Data can show that the process behaves differently from the model. But people close to the operation must explain whether that difference should be eliminated, governed, redesigned, or formally incorporated into the standard process.
BPM becomes stronger when process evidence is combined with shopfloor understanding.
The objective is not to force reality back into the diagram. The objective is to understand why reality moved away from the diagram in the first place.
From Workflow Automation to Decision Discipline
Many organizations respond to process gaps by automating workflows.
Automation can help, but automation without decision clarity can scale confusion.
If approval logic is weak, automation makes weak approvals faster.
If ownership is unclear, automation routes tasks without resolving accountability.
If exception rules are missing, automation creates more manual bypasses.
If data quality is poor, automation gives the appearance of control while people continue to validate everything outside the system.
Before automating a process, leaders should ask a more fundamental question:
What decisions does this process need to make well?
A robust industrial process should define not only activities, but also decision points:
What condition triggers action?
Who owns the decision?
What information is required?
Which system is the source of truth?
What exceptions are allowed?
When must the issue be escalated?
How is the decision recorded?
How does the organization learn from repeated cases?
This is where BPM becomes operationally relevant. It stops being a documentation exercise and becomes a mechanism for decision discipline.
MES, CMMS, ERP, QMS, and BPM Must Meet in the Same Reality
In factories, operational decisions often cross system boundaries.
ERP may manage orders, inventory, and financial commitments.
MES may manage execution, production evidence, traceability, and operational events.
CMMS or EAM may manage maintenance work, asset history, and interventions.
QMS may manage deviations, nonconformities, and corrective actions.
BI may show performance indicators.
But the operational decision does not care about system boundaries.
When a machine fails, the decision may require production status from MES, asset history from CMMS, spare part availability from ERP, quality risk from QMS, and customer priority from planning.
If BPM is disconnected from this architecture, process ownership becomes fragmented. Each system may be correct within its own logic, while the operation still lacks a coherent decision view.

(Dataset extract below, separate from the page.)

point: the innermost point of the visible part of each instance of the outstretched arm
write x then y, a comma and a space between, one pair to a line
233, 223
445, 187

This is why BPM in industrial environments cannot be treated as a documentation layer. It must be connected to systems architecture, data governance, operational accountability, and the real cadence of decision-making.

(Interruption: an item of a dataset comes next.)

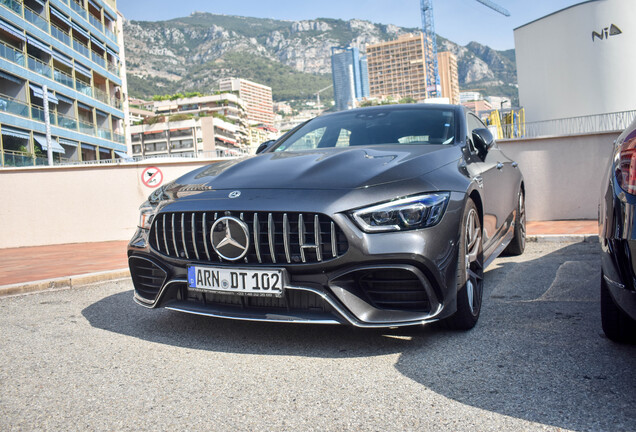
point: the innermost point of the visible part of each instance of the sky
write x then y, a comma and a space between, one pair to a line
461, 21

The process is not only what the procedure says. It is how people, systems, data, and accountability come together when something needs to be decided.
The Senior BPM Question
A useful way to test process maturity is not to ask:
Do we have this process mapped?
A better question is:
Can this process help people make better decisions when reality does not follow the map?
If the answer is no, the BPM work is incomplete.
The future of BPM in operations is not more diagrams. It is stronger operational decision discipline.
That means processes clear enough to guide standard work, flexible enough to manage exceptions, connected enough to use real data, and governed enough to protect accountability.
A process map can be a useful starting point. But the real value begins when the organization designs the decisions behind the process.
The mature organization is not the one with the most complete diagrams. It is the one whose processes remain useful when conditions change, priorities conflict, and decisions must be made under pressure.